LGBT+ Conservatives, LGBT+ Labour, LGBT+ Liberal Democrats and LGBTQIA+ Greens have co-signed a statement urging ministers to “deliver change” in their HIV Action Plan, which is due to be published next week.
In their joint statement, the four LGBT+ political groups note that “huge progress” has been made in the fight against HIV and AIDS in the 40 years since the first cases were detected in the UK.
The work of activists, allies and those living with HIV has made it “scientifically possible to end new transmissions in the UK”, the four political groups note, adding that the UK government has already committed to achieving that goal by 2030 and to cutting new HIV cases by 80 per cent by 2025.
“We all support this pledge but are determined to do all we can so ministers make good on their promises,” the groups write.
“Despite the UK having the tools to prevent new cases of HIV, 80 lives are changed forever every week with an HIV diagnosis. Over half a million people leave a sexual health clinic without being offered a test. People living with HIV still experience abhorrent levels of stigma and discrimination.
“That’s why the UK government’s new HIV Action Plan must deliver change. We are united in our call for this plan to thread equity and ambition throughout the document and be fully funded. Only then can we make a step-change to reaching the 2025 and 2030 goals.”
‘Racially minoritised LGBT+ people’ face significant barriers in accessing services
The groups note that LGBT+ people continue to “shoulder some of the highest rates of new HIV diagnoses” while also facing “significant inequalities in access to healthcare”. The challenges are even greater for “racially minoritised LGBT+ people” who face significant barriers in accessing HIV prevention services.
“Rooting out these inequalities is fundamental to ensuring everyone can feel progress,” the statement says.
“HIV testing must be normalised and accessible at home in all parts of the country.

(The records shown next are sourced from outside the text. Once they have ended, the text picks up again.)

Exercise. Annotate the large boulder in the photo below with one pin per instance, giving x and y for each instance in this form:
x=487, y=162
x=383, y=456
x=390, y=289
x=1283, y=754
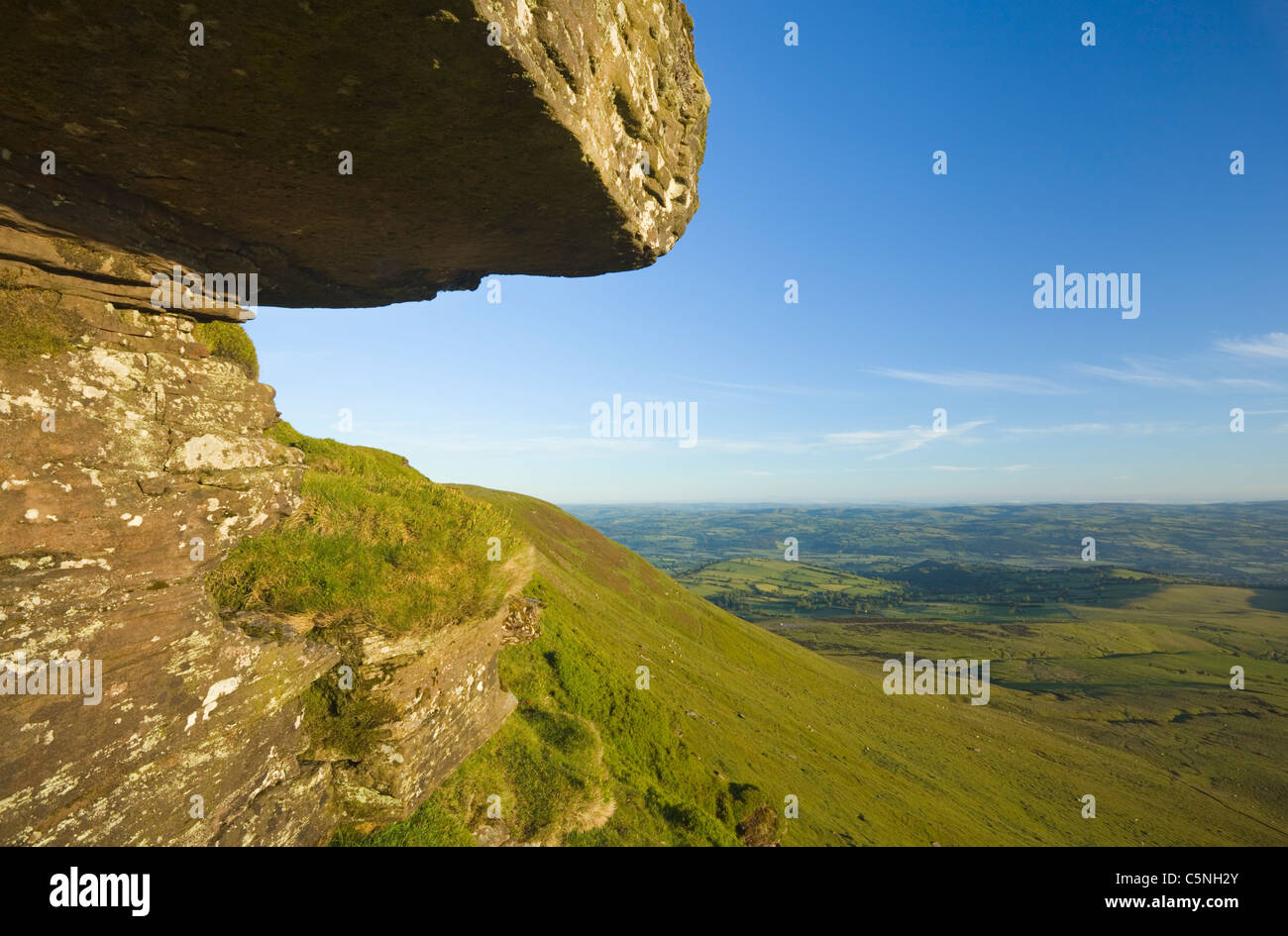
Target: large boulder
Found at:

In areas where there are high rates of HIV, a test should be offered as standard in all A&E departments and GP surgeries.
“We want to see increased action on expanding access to the HIV prevention drug, PrEP, so it can get into the hands of more people who could benefit from its life-changing benefits.

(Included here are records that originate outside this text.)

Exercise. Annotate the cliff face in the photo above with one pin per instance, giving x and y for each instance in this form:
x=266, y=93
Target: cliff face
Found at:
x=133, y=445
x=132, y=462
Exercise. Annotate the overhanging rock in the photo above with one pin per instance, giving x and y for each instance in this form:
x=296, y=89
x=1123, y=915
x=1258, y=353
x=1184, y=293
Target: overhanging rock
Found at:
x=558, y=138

“That means starting with putting PrEP into pharmacies and GP surgeries and making a commitment within the HIV Action Plan to fund a pilot and to urgently start this work.”
The political groups also called on ministers to “step up mental health and overall wellbeing support” for people living with HIV.
“People living with HIV are still twice as likely to experience poor mental health which is often fuelled by stigma and misinformation within society,” the statement says.
“The government must demonstrate leadership in tackling this through greater funding for HIV mental health support and a high profile public awareness campaign to tackle stigmatising attitudes towards HIV.”
Closing out their statement, the four political groups note that the epidemic has “devastated so many LGBT+ lives” over the last four decades.
“As LGBT+ people, we stand on the shoulders of giants in what has been achieved in the fight against HIV. We are united in our determination to see an end to new HIV transmissions in the UK and support people living with HIV.
“Now we urge the UK government to step up and do the same in its new HIV Action Plan by fully funding the fight and taking the decisions required to end new cases of HIV by 2030.”
Terrence Higgins Trust praises LGBT+ groups for showing consensus on HIV transmission
Liam Beattie, public affairs officer at the Terrence Higgins Trust, told PinkNews that it’s “really significant” to see the four biggest political parties’ LGBT+ groups coming together to get the government to “turn the dial on HIV”.
“On this year, which marks 40 years since the first cases of HIV were reported globally, I think that it demonstrates the political unity and consensus that there is among the LGBT+ political groups on this,” Beattie said.
“It’s not often that political parties will show consensus when it comes to policy issues, but I think on this one, there is real strength in numbers. Whilst there might be some disagreements around the specific policy areas, like you would expect from different political parties, I think the fact that we’ve now got broad agreement from those political groups shows real ambition.”
Beattie praised the statement for referencing the issues facing LGBT+ people from racial minoritised communities, saying it’s “so important progress is made for those groups”.
“I’m really pleased about it and I do hope that it’s well received by government ministers.”